Nearly every day, I’m on the phone with superintendents and senior staff members discussing their concerns and initiatives. And his thoughtful analysis of how the role of the superintendent has changed  opened my eyes to expanded opportunities for K12 Insight’s capacity to drive positive change in our clients’ districts.

He explained that in the 1960s and ‘70s a superintendent was more of a technician who applied known solutions to well-defined problems. Society expected schools to produce competent employees for large, entrenched corporations, which was a role schools served since public education was more or less formalized in the 1850s.

In the 1980s and ‘90s, with our communities being redefined by the rise of globalization and the implementation of new social reforms, a superintendent needed to be a manager. The manager assembled a team and worked through that team to maximize the productivity of the organization. But, managers were limited by the restrictive bounds of the organization as they found it.

Now, in 2013, the superintendent is the public face of a school district most likely beset by global and local pressures. Each and every decision is susceptible to social media sniping from the keyboards of critics, whether they are informed or not, well-intentioned or self-seeking. As such, the current economy no longer rewards competence alone but demands agile problem-solving skills, cultural competence and technical proficiency. Consequently, superintendents must evolve into leaders.

He then held up a half-full glass of water to illustrate his point. A leader doesn’t simply seek to fill a glass of water if what they really need is a full bucket of water to do the job. The leader must work tirelessly within the community to expand the capacity of the school district to meet the challenges it faces.

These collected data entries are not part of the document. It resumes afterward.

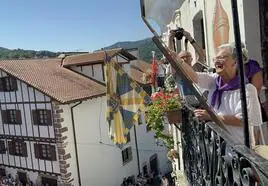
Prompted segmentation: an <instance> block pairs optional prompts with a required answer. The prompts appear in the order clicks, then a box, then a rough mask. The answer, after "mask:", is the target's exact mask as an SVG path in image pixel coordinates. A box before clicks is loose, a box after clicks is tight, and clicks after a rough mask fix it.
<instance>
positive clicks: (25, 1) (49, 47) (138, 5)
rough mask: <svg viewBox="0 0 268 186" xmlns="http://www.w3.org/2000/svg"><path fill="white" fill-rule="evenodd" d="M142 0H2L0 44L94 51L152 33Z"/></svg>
mask: <svg viewBox="0 0 268 186" xmlns="http://www.w3.org/2000/svg"><path fill="white" fill-rule="evenodd" d="M139 2H140V1H139V0H43V1H41V0H17V1H15V0H1V6H0V23H1V27H0V47H5V48H9V49H15V48H22V49H33V50H50V51H55V52H56V51H93V50H96V49H100V48H102V47H105V46H108V45H111V44H114V43H115V42H118V41H135V40H140V39H144V38H147V37H151V36H152V34H151V33H150V32H149V30H148V29H147V27H146V25H145V24H144V23H143V22H142V19H141V17H140V7H139Z"/></svg>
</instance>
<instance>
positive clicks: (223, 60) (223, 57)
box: [213, 55, 230, 62]
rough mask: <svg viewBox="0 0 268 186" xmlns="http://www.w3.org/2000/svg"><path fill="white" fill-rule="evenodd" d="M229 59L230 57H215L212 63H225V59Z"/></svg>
mask: <svg viewBox="0 0 268 186" xmlns="http://www.w3.org/2000/svg"><path fill="white" fill-rule="evenodd" d="M229 57H230V55H224V56H217V57H214V58H213V61H214V62H215V61H226V59H228V58H229Z"/></svg>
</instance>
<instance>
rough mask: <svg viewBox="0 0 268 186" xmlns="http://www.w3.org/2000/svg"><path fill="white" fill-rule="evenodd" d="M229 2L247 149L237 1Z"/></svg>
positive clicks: (246, 132)
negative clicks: (239, 77) (235, 54)
mask: <svg viewBox="0 0 268 186" xmlns="http://www.w3.org/2000/svg"><path fill="white" fill-rule="evenodd" d="M231 2H232V13H233V26H234V36H235V46H236V54H237V61H238V67H239V68H238V71H239V76H240V85H241V86H240V95H241V105H242V112H243V113H242V114H243V120H244V143H245V145H246V146H247V147H249V128H248V111H247V99H246V88H245V76H244V63H243V58H242V48H241V38H240V27H239V17H238V9H237V0H231Z"/></svg>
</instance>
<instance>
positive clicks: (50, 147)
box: [34, 143, 57, 161]
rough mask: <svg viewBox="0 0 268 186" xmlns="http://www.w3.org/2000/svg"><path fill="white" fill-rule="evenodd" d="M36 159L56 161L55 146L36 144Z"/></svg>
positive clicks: (44, 144)
mask: <svg viewBox="0 0 268 186" xmlns="http://www.w3.org/2000/svg"><path fill="white" fill-rule="evenodd" d="M34 152H35V157H36V158H38V159H42V160H51V161H56V160H57V158H56V148H55V146H54V145H49V144H42V143H39V144H37V143H35V144H34Z"/></svg>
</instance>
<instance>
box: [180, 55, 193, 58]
mask: <svg viewBox="0 0 268 186" xmlns="http://www.w3.org/2000/svg"><path fill="white" fill-rule="evenodd" d="M191 57H192V56H190V55H187V56H181V57H180V58H191Z"/></svg>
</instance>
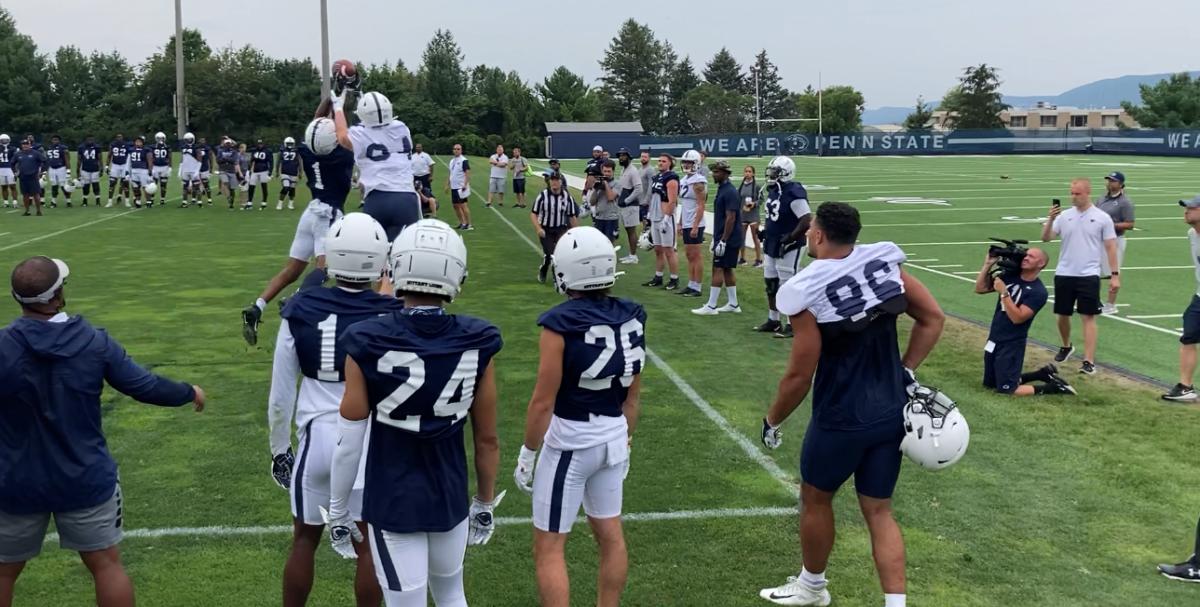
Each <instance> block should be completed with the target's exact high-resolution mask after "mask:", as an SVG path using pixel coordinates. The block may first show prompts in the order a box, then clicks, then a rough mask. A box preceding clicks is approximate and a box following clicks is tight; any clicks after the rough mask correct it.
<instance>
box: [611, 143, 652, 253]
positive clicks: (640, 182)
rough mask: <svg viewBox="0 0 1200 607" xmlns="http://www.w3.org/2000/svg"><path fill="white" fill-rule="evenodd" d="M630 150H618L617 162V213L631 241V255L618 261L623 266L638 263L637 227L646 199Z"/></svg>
mask: <svg viewBox="0 0 1200 607" xmlns="http://www.w3.org/2000/svg"><path fill="white" fill-rule="evenodd" d="M632 160H634V158H632V157H631V156H630V154H629V150H626V149H624V148H622V149H620V150H617V162H618V163H620V180H619V181H617V211H618V214H619V215H620V224H622V226H624V228H625V238H626V239H628V240H629V254H628V256H625V257H622V258H620V259H618V262H620V263H623V264H636V263H637V226H638V224H640V223H642V216H641V208H642V206H641V202H642V198H644V197H646V190H642V174H641V172H640V170H638V168H637V167H636V166H634V163H632Z"/></svg>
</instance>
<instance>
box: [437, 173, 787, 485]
mask: <svg viewBox="0 0 1200 607" xmlns="http://www.w3.org/2000/svg"><path fill="white" fill-rule="evenodd" d="M440 160H442V158H440V157H438V161H440ZM443 164H445V162H443ZM563 175H564V176H566V173H563ZM570 176H571V178H574V179H580V180H581V178H577V176H575V175H570ZM472 193H473V194H475V197H476V198H479V199H480V200H486V199H485V198H484V197H482V194H480V193H479V192H475V191H472ZM492 211H494V212H496V216H497V217H499V218H500V221H503V222H504V223H506V224H508V227H509V228H512V232H515V233H516V234H517V236H520V238H521V240H523V241H526V244H527V245H529V248H532V250H533V251H534V252H535V253H538V254H539V256H540V254H541V247H539V246H538V245H535V244H534V241H533V240H529V236H527V235H526V233H523V232H521V230H520V229H517V227H516V226H515V224H514V223H512V222H511V221H509V218H508V217H505V216H504V214H503V212H500V211H499V210H498V209H497V208H494V206H493V208H492ZM646 356H647V357H649V359H650V361H652V362H654V365H655V366H658V367H659V369H661V371H662V373H664V374H666V375H667V379H670V380H671V383H673V384H674V385H676V387H678V389H679V391H680V392H683V395H684V396H686V397H688V399H690V401H691V403H692V404H695V405H696V408H697V409H700V410H701V413H703V414H704V415H706V416H707V417H708V419H709V420H713V423H716V427H719V428H721V429H722V431H724V432H725V434H726V435H728V437H730V438H731V439H733V441H734V443H737V444H738V446H740V447H742V451H744V452H745V453H746V456H749V457H750V459H752V461H755V462H756V463H758V465H761V467H762V468H763V469H764V470H767V473H768V474H770V475H772V477H774V479H775V480H776V481H779V483H780V485H782V486H784V488H786V489H787V492H788V493H791V494H792V495H794V497H799V491H798V489H797V487H796V483H794V482H793V480H792V476H791V475H788V474H787V473H785V471H784V469H782V468H780V467H779V464H776V463H775V461H774V459H772V458H770V456H768V455H767V453H764V452H762V450H760V449H758V447H757V446H756V445H755V444H754V443H752V441H750V439H748V438H746V437H745V434H743V433H740V432H738V431H737V428H734V427H733V425H732V423H730V421H728V420H726V419H725V416H724V415H721V414H720V411H718V410H716V409H714V408H713V405H712V404H709V403H708V401H706V399H704V398H703V397H702V396H700V393H698V392H696V390H695V389H694V387H691V385H690V384H688V381H686V380H685V379H684V378H683V377H680V375H679V373H676V371H674V369H673V368H671V366H670V365H667V362H666V361H665V360H662V357H661V356H659V355H658V354H655V353H654V350H652V349H649V348H646Z"/></svg>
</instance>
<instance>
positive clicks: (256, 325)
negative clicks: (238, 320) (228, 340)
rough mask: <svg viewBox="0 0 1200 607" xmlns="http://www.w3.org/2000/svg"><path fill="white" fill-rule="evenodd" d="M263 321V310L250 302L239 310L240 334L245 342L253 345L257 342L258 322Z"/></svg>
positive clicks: (256, 343)
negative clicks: (239, 318) (249, 303)
mask: <svg viewBox="0 0 1200 607" xmlns="http://www.w3.org/2000/svg"><path fill="white" fill-rule="evenodd" d="M262 321H263V311H262V309H258V306H256V305H254V304H251V305H250V306H246V308H245V309H242V311H241V336H242V338H245V339H246V343H248V344H251V345H254V344H257V343H258V324H259V323H262Z"/></svg>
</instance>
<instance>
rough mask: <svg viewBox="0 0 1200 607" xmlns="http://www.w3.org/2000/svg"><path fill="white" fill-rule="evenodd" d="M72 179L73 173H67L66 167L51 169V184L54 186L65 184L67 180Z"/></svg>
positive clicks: (66, 184) (69, 180) (50, 180)
mask: <svg viewBox="0 0 1200 607" xmlns="http://www.w3.org/2000/svg"><path fill="white" fill-rule="evenodd" d="M70 180H71V174H70V173H67V168H66V167H59V168H56V169H50V185H52V186H65V185H67V181H70Z"/></svg>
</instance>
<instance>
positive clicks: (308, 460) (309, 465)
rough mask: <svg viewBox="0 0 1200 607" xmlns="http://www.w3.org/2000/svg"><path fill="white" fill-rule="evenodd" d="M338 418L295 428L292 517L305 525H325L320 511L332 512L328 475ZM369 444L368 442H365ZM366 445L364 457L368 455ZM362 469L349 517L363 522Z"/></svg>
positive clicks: (332, 466) (328, 415)
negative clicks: (329, 489) (331, 509)
mask: <svg viewBox="0 0 1200 607" xmlns="http://www.w3.org/2000/svg"><path fill="white" fill-rule="evenodd" d="M336 420H337V416H336V415H325V416H323V417H317V419H316V420H313V421H311V422H308V425H307V426H305V427H301V428H296V439H298V440H299V441H298V445H296V463H295V468H294V469H293V470H292V489H290V493H292V516H293V517H295V518H299V519H300V521H302V522H304V523H305V524H325V522H324V521H323V519H322V516H320V509H322V507H324V509H325V510H329V474H330V469H331V468H332V467H334V449H335V447H336V446H337V421H336ZM365 443H366V441H365ZM366 447H367V445H366V444H364V446H362V453H364V455H366V452H367V449H366ZM361 474H362V465H361V464H360V465H359V477H358V479H355V480H354V489H353V491H352V492H350V517H353V518H354V519H355V521H359V519H361V518H362V476H361Z"/></svg>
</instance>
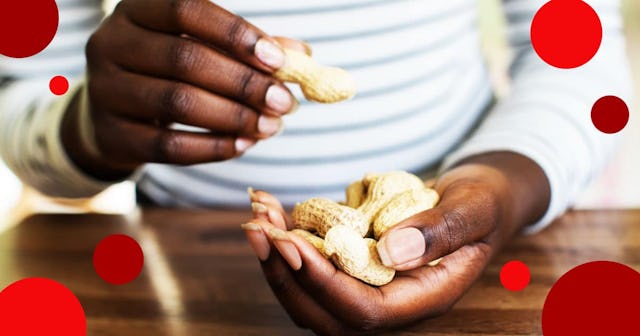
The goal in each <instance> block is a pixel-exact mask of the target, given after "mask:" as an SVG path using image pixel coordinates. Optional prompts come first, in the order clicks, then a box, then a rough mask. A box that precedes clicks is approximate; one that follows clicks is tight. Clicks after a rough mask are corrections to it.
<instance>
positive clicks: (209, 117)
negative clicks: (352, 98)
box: [63, 0, 305, 175]
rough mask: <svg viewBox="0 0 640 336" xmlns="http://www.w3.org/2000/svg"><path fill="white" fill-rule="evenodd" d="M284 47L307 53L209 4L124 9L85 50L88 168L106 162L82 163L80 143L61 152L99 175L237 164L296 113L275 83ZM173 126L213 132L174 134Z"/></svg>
mask: <svg viewBox="0 0 640 336" xmlns="http://www.w3.org/2000/svg"><path fill="white" fill-rule="evenodd" d="M283 45H286V46H287V47H289V48H296V49H299V50H305V47H304V45H303V44H302V43H301V42H297V41H293V40H289V39H283V38H281V39H275V38H272V37H270V36H268V35H267V34H265V33H264V32H262V31H261V30H259V29H258V28H256V27H254V26H252V25H251V24H249V23H248V22H246V21H245V20H243V19H242V18H240V17H238V16H236V15H233V14H231V13H230V12H228V11H226V10H224V9H223V8H221V7H219V6H217V5H215V4H213V3H211V2H210V1H208V0H177V1H169V0H161V1H158V0H124V1H122V2H121V3H120V4H119V5H118V6H117V7H116V9H115V11H114V13H113V15H111V16H110V17H109V18H107V19H106V20H105V21H104V23H103V24H102V26H101V27H100V28H99V29H98V30H97V31H96V32H95V33H94V34H93V35H92V36H91V38H90V40H89V42H88V44H87V47H86V56H87V62H88V83H87V89H88V97H89V103H90V107H91V120H92V121H93V125H94V129H95V138H96V143H97V147H98V149H99V151H100V155H99V158H98V157H93V158H92V159H93V160H94V161H95V160H98V159H100V160H101V161H102V162H100V164H96V163H95V162H91V161H90V160H88V159H87V158H85V156H87V155H85V154H87V153H86V149H84V152H83V148H77V147H78V146H77V145H75V143H74V141H72V140H77V139H71V138H69V137H68V138H69V139H67V140H68V141H65V145H66V147H67V150H68V152H70V155H71V156H72V158H74V161H76V162H78V161H79V163H80V164H81V165H82V164H83V163H84V166H85V167H86V168H88V169H89V170H90V171H92V172H95V173H97V174H98V175H99V174H100V170H102V171H103V173H108V172H105V171H104V170H107V169H108V170H110V171H114V170H115V171H118V170H120V171H130V170H132V169H135V168H136V167H138V166H139V165H141V164H143V163H146V162H156V163H171V164H182V165H186V164H196V163H204V162H211V161H219V160H226V159H230V158H233V157H236V156H238V155H241V154H242V153H243V152H244V151H246V150H247V148H248V147H250V146H252V145H254V144H255V142H256V141H257V140H260V139H264V138H267V137H270V136H272V135H274V134H276V133H278V131H279V130H280V128H281V127H282V122H281V119H280V117H281V116H282V115H284V114H286V113H288V112H290V111H291V110H292V109H294V108H295V106H296V104H297V102H296V101H295V98H294V97H293V96H292V95H291V93H290V92H289V91H288V90H287V88H286V87H285V86H284V85H283V84H282V83H280V82H278V81H277V80H275V79H274V78H273V77H272V76H271V73H272V72H273V71H274V70H277V69H278V68H279V67H281V66H282V65H283V63H284V54H283V51H282V49H281V46H283ZM172 123H180V124H185V125H188V126H196V127H200V128H204V129H207V130H209V131H210V132H207V133H201V132H192V131H182V130H174V129H171V128H170V127H169V125H170V124H172ZM66 125H67V126H69V125H71V126H73V125H76V124H74V123H72V122H67V123H66ZM71 126H69V127H71ZM63 133H64V132H63ZM70 133H74V132H73V131H71V132H70ZM75 133H78V131H77V130H76V131H75ZM63 141H64V140H63ZM94 156H95V155H94Z"/></svg>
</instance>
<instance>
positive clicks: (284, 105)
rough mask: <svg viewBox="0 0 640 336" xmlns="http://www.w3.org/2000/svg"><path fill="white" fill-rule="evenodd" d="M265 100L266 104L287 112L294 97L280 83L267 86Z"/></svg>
mask: <svg viewBox="0 0 640 336" xmlns="http://www.w3.org/2000/svg"><path fill="white" fill-rule="evenodd" d="M266 100H267V106H269V107H270V108H272V109H274V110H276V111H278V112H282V113H286V112H289V111H290V110H291V109H292V108H293V105H294V99H293V96H291V93H289V91H287V90H285V89H284V88H283V87H281V86H280V85H271V86H270V87H269V89H268V90H267V97H266Z"/></svg>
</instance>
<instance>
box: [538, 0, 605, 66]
mask: <svg viewBox="0 0 640 336" xmlns="http://www.w3.org/2000/svg"><path fill="white" fill-rule="evenodd" d="M531 42H532V43H533V48H534V49H535V51H536V53H538V56H540V58H542V60H544V61H545V62H547V63H548V64H550V65H552V66H554V67H557V68H562V69H571V68H576V67H579V66H581V65H583V64H585V63H587V62H589V60H591V59H592V58H593V56H595V54H596V53H597V52H598V49H599V48H600V44H601V43H602V23H601V22H600V18H599V17H598V14H597V13H596V12H595V10H593V8H591V6H589V5H588V4H587V3H586V2H583V1H580V0H552V1H549V2H547V3H546V4H545V5H544V6H542V8H540V10H539V11H538V13H536V15H535V17H534V18H533V23H532V24H531Z"/></svg>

Though schools are largely unaccustomed to engaging in these efforts, they must become transparent so that parents, staff and students (not to mention voters) understand and trust district leaders to reform our schools. A community then builds around schools, giving the leader permission to innovate and implement policies that support greater student achievement.

It is a powerful message to consider as we advance throughout the school year. Can district leaders accept the challenge and lead?